Até vá lá. Duas ou três vezes no ano se aguentava sem chiar ou fazer cara feia.

Havia algumas vizinhas, como representantes da Avon, por exemplo, que literalmente se penduravam no telefone alheio. Sentavam o rabo na poltrona e mandavam brasa.

– Toque de Amor? Tenho sim. Quantos você quer? E blá-blá-blá-blá…

O pior é que muitas vezes recebiam ligações nas horas mais inconvenientes. Durante o almoço ou jantar era cruel. Ninguém gostava de mostrar ao vizinho o que comia. Segredo quase de confissão. Afinal pelo de comer dava pra saber a quantas andavam a situação financeira do outro. O telefone era sinal de uma vida mais ou menos e raríssimos eram os que podiam tê-lo. Havia gente que tinha um pra se mostrar. Se amostrar. Exibir-se. Era viva o luxo e morra o bucho. Passava por aperto, mas faltava pouco para atingir o orgasmo só em ouvir tocar e ter a certeza que o quarteirão inteiro ouvia o alarde do bicho.

Plinio Pinheiro Neto, meu amigo com quem tiro dúvidas aqui e ali, me disse que quem primeiro teve telefone em Marabá foi Nagib Mutran, que era prefeito da cidade no final da década de 1950 e início de 1960. Ninguém ligava direto pra ninguém. Quem tivesse interesse em fazer uma ligação para falar com um personagem de outra família chique primeiro ligava para a atendente da Cotelpa (Companhia Telefônica do Pará), que por sua vez completava a ligação. Os telefones não tinham número. Apenas se pedia para ligar para a casa de fulano ou beltrano. A sede da Cotelpa funcionava em um prédio da Prefeitura, que na gestão de Maurino Magalhães negociou-se com a Igreja Assembleia, na esquina da 13 de maio com a Praça Duque de Caxias.
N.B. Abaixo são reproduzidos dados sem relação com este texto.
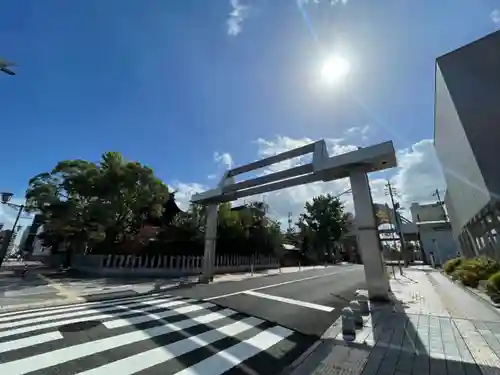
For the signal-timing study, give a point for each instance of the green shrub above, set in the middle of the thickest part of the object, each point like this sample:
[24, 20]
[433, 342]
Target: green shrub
[493, 285]
[466, 277]
[483, 267]
[451, 265]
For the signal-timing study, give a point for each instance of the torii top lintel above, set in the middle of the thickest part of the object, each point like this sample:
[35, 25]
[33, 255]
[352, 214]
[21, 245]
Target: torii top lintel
[322, 168]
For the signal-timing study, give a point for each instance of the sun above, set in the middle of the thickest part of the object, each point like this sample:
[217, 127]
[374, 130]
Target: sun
[334, 68]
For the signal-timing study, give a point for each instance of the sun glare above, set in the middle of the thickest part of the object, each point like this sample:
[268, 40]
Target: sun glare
[334, 68]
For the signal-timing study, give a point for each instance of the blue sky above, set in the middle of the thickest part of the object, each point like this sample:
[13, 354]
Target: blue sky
[188, 85]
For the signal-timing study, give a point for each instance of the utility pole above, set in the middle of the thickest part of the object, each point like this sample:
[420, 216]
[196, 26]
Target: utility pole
[441, 203]
[395, 206]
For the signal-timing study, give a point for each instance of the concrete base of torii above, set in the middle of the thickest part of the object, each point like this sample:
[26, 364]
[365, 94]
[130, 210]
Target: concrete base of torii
[212, 212]
[376, 277]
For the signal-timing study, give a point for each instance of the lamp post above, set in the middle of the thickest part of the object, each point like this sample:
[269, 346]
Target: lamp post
[5, 199]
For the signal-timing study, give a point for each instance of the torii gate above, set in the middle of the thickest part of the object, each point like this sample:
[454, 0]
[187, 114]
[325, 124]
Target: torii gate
[355, 165]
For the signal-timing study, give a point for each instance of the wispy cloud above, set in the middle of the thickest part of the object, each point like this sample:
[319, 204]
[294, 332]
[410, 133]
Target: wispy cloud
[224, 159]
[495, 16]
[301, 3]
[361, 131]
[239, 12]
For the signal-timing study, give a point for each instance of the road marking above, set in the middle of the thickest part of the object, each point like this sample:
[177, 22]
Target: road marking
[30, 341]
[60, 356]
[291, 301]
[156, 356]
[225, 360]
[280, 284]
[62, 290]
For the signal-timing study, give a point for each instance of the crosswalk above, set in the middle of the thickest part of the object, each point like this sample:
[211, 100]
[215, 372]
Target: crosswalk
[147, 335]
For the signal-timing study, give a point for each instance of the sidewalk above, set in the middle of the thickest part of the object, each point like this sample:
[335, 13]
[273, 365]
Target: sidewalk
[434, 327]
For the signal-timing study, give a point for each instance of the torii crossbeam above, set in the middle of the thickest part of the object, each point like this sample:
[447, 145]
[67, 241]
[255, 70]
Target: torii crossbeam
[355, 165]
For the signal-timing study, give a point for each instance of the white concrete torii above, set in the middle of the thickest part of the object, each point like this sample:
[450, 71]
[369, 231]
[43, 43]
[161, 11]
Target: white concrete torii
[355, 165]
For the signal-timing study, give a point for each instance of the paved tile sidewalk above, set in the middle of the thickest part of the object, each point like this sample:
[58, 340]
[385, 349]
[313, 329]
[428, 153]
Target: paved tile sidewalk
[434, 328]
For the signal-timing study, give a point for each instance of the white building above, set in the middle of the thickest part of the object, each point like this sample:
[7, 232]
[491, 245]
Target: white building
[434, 230]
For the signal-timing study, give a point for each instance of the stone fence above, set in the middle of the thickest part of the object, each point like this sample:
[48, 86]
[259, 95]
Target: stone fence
[167, 265]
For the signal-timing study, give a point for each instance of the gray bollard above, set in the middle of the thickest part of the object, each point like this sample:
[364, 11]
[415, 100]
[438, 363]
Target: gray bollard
[363, 299]
[356, 309]
[348, 325]
[364, 305]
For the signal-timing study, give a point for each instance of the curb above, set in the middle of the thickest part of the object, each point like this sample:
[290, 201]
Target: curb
[301, 359]
[81, 299]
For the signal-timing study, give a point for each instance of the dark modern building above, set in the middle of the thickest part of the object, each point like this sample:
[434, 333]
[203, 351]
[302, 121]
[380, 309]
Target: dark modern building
[467, 142]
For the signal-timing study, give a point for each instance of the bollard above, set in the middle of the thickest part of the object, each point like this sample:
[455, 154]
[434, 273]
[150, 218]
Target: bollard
[356, 309]
[363, 299]
[348, 325]
[364, 306]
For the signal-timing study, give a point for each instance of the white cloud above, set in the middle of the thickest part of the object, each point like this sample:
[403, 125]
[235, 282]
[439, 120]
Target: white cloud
[184, 191]
[495, 16]
[359, 131]
[331, 2]
[239, 12]
[415, 179]
[224, 159]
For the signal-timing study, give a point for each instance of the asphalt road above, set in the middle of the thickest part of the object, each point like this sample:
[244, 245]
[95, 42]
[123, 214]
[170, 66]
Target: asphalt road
[307, 302]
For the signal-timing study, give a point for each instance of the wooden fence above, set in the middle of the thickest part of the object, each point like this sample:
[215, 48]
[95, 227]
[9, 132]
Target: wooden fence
[168, 265]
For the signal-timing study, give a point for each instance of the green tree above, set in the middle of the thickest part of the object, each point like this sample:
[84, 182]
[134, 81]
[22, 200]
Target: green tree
[322, 224]
[86, 203]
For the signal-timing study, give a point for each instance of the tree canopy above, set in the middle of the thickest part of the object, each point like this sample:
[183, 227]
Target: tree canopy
[322, 224]
[87, 203]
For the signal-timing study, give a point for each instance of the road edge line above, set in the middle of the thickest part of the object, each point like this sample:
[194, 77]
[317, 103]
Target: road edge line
[275, 285]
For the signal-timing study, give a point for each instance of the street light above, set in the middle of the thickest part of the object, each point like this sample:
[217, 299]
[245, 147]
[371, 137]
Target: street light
[5, 199]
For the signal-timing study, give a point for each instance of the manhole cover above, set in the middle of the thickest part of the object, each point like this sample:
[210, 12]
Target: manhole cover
[80, 326]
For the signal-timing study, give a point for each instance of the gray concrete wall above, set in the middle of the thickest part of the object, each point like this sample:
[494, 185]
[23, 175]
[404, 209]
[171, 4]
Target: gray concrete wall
[445, 246]
[465, 185]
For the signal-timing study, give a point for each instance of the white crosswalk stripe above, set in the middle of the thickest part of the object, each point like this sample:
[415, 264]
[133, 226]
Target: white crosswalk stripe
[153, 334]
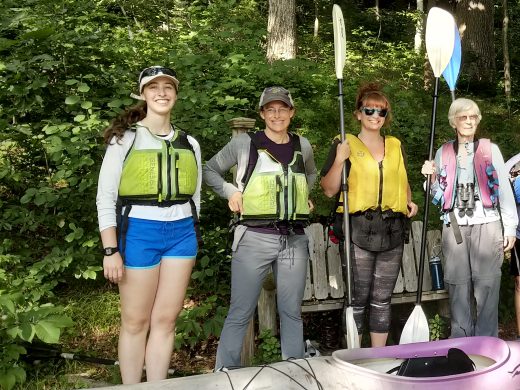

Mas voltando à vida dos pobres daquela época, outro horário impróprio para se ligar para a casa de alguém era o da novela. ”Carinhoso” troando e um infeliz resolvia ligar e pedir pra chamar alguém. Mesmo que matar ou interromper uma lua-de-mel no melhor da história. O dono da casa era obrigado a baixar o volume da tevê. Ou então a televisão gritava de um lado e quem estivesse ao telefone se esgoelava pedindo que o cabra falasse alto ou ligasse depois do drama.

Havia ainda uma coisinha. Pra vizinha mexeriqueira era a sopa no mel. Acabava dando conta da vida de todo mundo da rua. Ficava por ali, ouvindo as conversas de quem se servia do telefone dela. Não se importava em dar o número e chamar quem quer que fosse a qualquer hora do dia. Fazia questão de oferecer os préstimos. Era como o funcionário de posto telefônico do Interior. Sabia das intimidades e dos podres de metade da cidade.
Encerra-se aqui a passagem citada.